7.4-10 – IMDb
I am a man of simple tastes. Jason Bateman + spelling bee + small Indian boy? Can’t go wrong, or so I thought. Faced with Noah, Non-Stop, and Bad Words, I made the mistake of choosing the latter. It’s not that I completely regret watching Bateman’s — he directed the film as well — movie, but I certainly left the theater with the impression that Liam Neeson badassing or Russell Crowe building would have been a better use of my time. Before I get too upset, though, let us ask the pertinent questions.
Should I pay to see it?
Nooooo. I’ll get into my reactions more in the following answers, but suffice to say this one is not worth the price of admission. Bad Words seems destined for a quick trip to Netflix and perhaps some showings on premium, vulgarity-friendly channels. Even at his best, Bateman churns out work that plays best while you watch on your couch, binging Arrested Development or watching Horrible Bosses over and over. This is not his best, though I wouldn’t completely condemn it, and it will probably make you chuckle from the comfort of home months or years in the future.
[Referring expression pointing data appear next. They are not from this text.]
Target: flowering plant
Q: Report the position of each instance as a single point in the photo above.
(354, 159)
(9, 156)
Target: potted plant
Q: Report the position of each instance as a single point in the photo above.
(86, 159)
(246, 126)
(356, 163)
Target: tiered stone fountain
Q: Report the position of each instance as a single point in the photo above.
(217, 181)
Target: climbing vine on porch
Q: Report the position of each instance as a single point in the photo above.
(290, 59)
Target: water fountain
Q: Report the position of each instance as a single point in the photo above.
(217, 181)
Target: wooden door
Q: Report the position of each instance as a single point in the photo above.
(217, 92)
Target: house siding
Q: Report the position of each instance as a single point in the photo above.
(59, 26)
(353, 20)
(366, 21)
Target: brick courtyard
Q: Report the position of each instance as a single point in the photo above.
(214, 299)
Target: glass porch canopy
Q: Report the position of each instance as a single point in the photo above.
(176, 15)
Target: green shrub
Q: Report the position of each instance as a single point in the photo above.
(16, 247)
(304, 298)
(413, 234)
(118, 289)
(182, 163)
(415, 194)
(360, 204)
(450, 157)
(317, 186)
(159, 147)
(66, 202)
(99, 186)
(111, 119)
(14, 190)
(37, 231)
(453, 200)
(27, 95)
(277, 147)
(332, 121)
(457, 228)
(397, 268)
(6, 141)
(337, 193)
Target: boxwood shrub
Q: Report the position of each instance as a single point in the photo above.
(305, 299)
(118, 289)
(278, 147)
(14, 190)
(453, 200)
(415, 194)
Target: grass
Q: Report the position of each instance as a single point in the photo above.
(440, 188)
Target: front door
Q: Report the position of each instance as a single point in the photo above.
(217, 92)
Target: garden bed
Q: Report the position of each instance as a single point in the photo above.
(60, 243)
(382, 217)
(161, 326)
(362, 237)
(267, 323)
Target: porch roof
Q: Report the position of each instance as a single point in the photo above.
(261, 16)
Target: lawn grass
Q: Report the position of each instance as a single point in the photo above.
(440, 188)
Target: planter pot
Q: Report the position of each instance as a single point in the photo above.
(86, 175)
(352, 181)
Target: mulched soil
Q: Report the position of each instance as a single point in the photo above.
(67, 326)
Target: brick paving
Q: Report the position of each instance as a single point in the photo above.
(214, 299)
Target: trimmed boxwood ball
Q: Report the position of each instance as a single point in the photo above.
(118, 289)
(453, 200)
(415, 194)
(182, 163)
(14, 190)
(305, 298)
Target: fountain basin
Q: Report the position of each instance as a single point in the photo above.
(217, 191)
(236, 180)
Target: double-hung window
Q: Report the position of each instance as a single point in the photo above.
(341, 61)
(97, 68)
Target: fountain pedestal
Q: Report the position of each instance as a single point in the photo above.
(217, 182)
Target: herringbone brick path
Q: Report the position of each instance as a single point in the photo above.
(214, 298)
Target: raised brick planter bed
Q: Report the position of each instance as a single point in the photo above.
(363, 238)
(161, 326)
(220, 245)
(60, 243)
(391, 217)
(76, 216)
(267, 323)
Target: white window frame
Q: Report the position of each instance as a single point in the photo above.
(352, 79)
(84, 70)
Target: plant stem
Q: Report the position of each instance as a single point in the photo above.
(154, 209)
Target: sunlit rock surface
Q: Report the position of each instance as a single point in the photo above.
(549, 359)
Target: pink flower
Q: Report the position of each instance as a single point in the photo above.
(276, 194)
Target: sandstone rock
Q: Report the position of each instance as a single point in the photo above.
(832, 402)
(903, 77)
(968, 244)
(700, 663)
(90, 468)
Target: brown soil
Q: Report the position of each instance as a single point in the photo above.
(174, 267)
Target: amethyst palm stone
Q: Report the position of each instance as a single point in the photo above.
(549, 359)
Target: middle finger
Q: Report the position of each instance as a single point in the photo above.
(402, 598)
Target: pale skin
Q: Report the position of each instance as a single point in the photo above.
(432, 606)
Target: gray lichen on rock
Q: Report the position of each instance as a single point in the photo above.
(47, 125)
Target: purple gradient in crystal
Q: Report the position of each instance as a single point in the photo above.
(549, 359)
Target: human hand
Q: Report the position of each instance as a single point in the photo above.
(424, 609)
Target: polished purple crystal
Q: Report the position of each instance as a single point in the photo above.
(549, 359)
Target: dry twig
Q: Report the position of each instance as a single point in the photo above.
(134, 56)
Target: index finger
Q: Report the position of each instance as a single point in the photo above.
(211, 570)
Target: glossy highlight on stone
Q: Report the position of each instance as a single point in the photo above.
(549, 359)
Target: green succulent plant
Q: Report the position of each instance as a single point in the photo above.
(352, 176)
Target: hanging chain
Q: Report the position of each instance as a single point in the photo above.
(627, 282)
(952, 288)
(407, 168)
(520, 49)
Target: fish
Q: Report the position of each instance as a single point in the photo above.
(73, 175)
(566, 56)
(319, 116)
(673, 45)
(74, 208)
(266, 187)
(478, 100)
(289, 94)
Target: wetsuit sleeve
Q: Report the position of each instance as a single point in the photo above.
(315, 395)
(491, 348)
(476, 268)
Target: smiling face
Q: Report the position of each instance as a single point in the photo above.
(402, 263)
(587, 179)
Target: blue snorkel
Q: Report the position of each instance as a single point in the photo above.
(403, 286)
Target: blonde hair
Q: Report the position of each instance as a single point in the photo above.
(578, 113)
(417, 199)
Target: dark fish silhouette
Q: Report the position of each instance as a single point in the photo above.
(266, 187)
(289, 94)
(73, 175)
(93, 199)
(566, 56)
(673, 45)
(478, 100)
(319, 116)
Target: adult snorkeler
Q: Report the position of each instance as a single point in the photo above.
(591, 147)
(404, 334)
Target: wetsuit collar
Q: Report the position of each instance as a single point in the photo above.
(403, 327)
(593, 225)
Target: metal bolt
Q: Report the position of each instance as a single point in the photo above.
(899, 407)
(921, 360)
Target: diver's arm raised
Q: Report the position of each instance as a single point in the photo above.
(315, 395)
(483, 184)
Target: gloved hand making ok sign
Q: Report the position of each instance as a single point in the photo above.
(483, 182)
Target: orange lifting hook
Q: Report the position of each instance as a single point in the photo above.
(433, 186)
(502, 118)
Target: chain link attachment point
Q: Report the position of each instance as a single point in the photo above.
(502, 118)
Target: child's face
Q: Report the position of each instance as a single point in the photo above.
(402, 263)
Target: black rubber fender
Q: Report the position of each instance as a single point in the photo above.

Could I watch it with a date?
You could not, in good conscience. Again, Bateman’s work, thinking of AD or movies like Identity Thief, often lends itself to light and easy fare, but Bad Words is filled with, well, bad words — along with a generally dark tone that makes it difficult to sympathize with the characters until near the end of the movie. The tiny Indian boy you may have seen berated by Bateman in the trailer is Rohan Chand, and while he helps provide some great moments (augmented by the fact that such ridiculous lines are coming out of such an innocent mouth), I just could not get comfortable with Bateman out of his comfort zone. There is not a healthy relationship to be found in the movie, and your date will probably be more memorable if spent with a movie that will bring laughs on a more consistent basis, and cringes far less often.
|What a happy, strange family.
Could I watch it with my mother?
As usual, this depends on just how close you and Mommy are, but this one is questionable. The movie is filled with bad parents and children feeling their effects, so take that as you will, but many of Bateman’s crude jokes may fall on deaf parental ears. Having had some time to reflect on the movie, I have to say I’m not as disappointed, as the final twenty minutes do redeem the frustration of the first seventy to an extent. That being said, by the time you get there Bateman has pushed you to the brink with relentless crude and insensitive behavior, not made up for by the shortage of hilarious moments one would expect based on the fantastic premise. Usually Jason Bateman’s would be the type of comedy mothers and children could enjoy together, but here he ventures into a different territory, one for which I am struggling to identify a proper target audience.
Bateman succeeds in undermining some of the ridiculousness in youth competition and the poor behavior it elicits in parents, but it’s hard to tell exactly what he was trying to do, for his focus strays as the movie reaches its conclusion. He’s telling us something about competition, ambition, and familial estrangement, but it’s hard to tell what that is. I don’t know if Bateman himself even knows.